I'm designing a database for my new project which is a monitoring system. For the last 2 weeks I have been trying to figure out what is the best way to set up the database. I have designed a couple small databases before so I know the basics but have no experience with large databases.
How the monitoring system will work, is that there will be a client application on servers that runs checks every 5 minutes, and sends the data over HTTP to a PHP site using POST, The website than reads the data and inserts/updates the database accordingly. The amount of checks sent in one HTTP request can vary between 30 to 100(possibly more) per server. Now at the start there will be about 200 server that will be running these checks therefore it is going to be about 10000 checks being sent every over the course of 5 minutes. Soon after the program has been designed, the service will be sold to other companies therefore possibly the amount of servers sending checks is going to increase to over a 1000, and possibly even over 10,000(if it does get that high I will think of having 3 databases each running a different number of the servers such as, DB0 Company/Server information DB1 Check for ServerID 1-2000, DB2 Checks for ServerID 2001-4000 etc).
Also the logging for checks is to be available if the client is willing to pay for it.
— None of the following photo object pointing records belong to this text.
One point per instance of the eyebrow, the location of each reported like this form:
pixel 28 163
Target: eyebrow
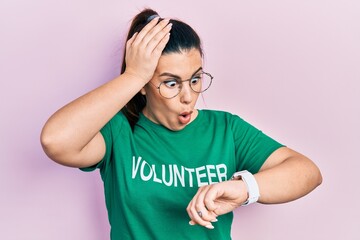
pixel 176 76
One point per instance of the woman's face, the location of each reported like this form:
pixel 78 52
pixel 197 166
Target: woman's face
pixel 177 112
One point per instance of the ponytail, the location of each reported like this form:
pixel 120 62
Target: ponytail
pixel 182 38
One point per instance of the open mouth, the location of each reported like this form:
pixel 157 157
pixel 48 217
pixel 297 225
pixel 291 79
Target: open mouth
pixel 185 117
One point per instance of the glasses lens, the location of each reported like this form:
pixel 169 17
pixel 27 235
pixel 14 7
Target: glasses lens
pixel 170 89
pixel 201 83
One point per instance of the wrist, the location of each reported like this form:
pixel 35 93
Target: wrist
pixel 251 186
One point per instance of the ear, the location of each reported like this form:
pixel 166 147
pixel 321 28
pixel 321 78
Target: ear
pixel 143 91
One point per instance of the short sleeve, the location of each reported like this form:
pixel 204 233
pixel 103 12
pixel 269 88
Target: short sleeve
pixel 110 132
pixel 252 146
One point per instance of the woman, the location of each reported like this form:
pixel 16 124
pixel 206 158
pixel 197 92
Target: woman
pixel 167 167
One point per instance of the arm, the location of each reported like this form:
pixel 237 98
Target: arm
pixel 71 135
pixel 285 176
Therefore this could be from no logging up to a month's worth of logging.
The database I'm using is MySQL. And so far what I have come up with is the following:
ID - tinyint(4) - PK
Name - varchar(50)
Description - text
Type - enum('247','Daily')
Table - Checks
ID - int(11) - PK
CheckNum - tinyint(4) // Used to distinguish between the different checks of the same checktype
ServerID - mediumint(9) //This is ID of the server which the check was run
CheckTypeID - tinyint(4) // This is the ID of the type of check
Num - smallint(6) //This is used for logging purposes
Date - datetime // The date and time that the check was run
Pass - smallint(1) // This is a bool value whether the check has passed or not
IP - varchar(16) // the IP of the server that it was received from
Table - CheckInfo
CheckID - int(11) - PK // ID of the check to associate this info with
InfoValue - tinyint(2) - PK //ID of the check info description
Value - text // The actual value returned by the check
Table - CheckInfoDescriptions
CheckType - tinyint(4) - PK // ID of the check type to crate description for
InfoValue - tinyint(2) - PK // ID of the check info description
Description - varchar(100) // Description text
My main problem is regarding how the checks and the check info are recorded.
The reason the CheckInfo table is there is because the check can have a number of settings. For example, the ping check will have 2 values Destination and Response. The 'drive space change check' has Total space, Free space and Change(the change since the last time it was run).
Is the way I designed the tables correct? I have the following design ideas in mind
Option 1 - The way the current database is structured, and run a
WHERE CheckNum = [value]
ORDER BY Date DESC
and then use ID returned to update the Checks and CheckInfo tables.
I have a feeling this would be slow with the number of checks being made every 5 minutes.
Option 2 - Have a separate table for each check type, eg Table - Ping, Table - DriveSpaceChange, etc. As far as I understand, creating multiple tables should be avoided?
Option 3 - Have one table for checks, and all the information about each check stored in 1 string of format InfoValue=Value&InfoValue2=Value2, and than doing all the work on the web server. Would this take a big amount of load from the database server? Or is this not a suggested way of doing things? I have never seen anyone do something like this possibly because it is not recommended? An example would be the following row in Checks table,
ID=1,CheckNum=1,ServerID=1,CheckTypeID=1,Num=0,Dat e="2008-12-25 12:56:00", Pass=1,IP="10.10.10.4", Info="Destination=192.168.1.2&Response=Reply From 192.168.1.2 in 0ms"
As you probably noticed I'm not experienced at all in the database design area, but ANY help will be appreciated.
EDIT: Corrected a couple spelling mistakes, and added option numbers for easier referrals
Now at the start there will be about 200 server that will be running these checks therefore it is going to be about 10000 checks being sent every over the course of 5 minutes. Soon after the program has been designed, the service will be sold to other companies therefore possibly the amount of servers sending checks is going to increase to over a 1000, and possibly even over 10,000
So what is it? 2,000 per minute? 2 million? You've got to decide what you're designing for.
Is the way I designed the tables correct?
You're using MySQL. So you pretty much threw correctness out the window.
Now, will it be fast enough to handle the number of transactions you're trying to throw at it?
I don't know. I'd say write yourself a test script for each of the different formats. See the max load you can get with each. Whichever one is fastest, go with that. Also look at how big your tables get. Hang on to that test suite, because someone (maybe even a client) is going to come along and say "I read on a forum that the squirrel-nut-tree design is waaay faster." They can't argue with empirical data.
My intuition is that with MySQL and what you're trying to do, I'd jam it all in one big table; just put all the info types in nullable columns. That's just the way that particular package works. Other DBMS's do a better job at joining and managing multiple tables. Your schema is an EAV model and that model is probably the worst way to do it. (No offense, everyone tries an EAV at some point.)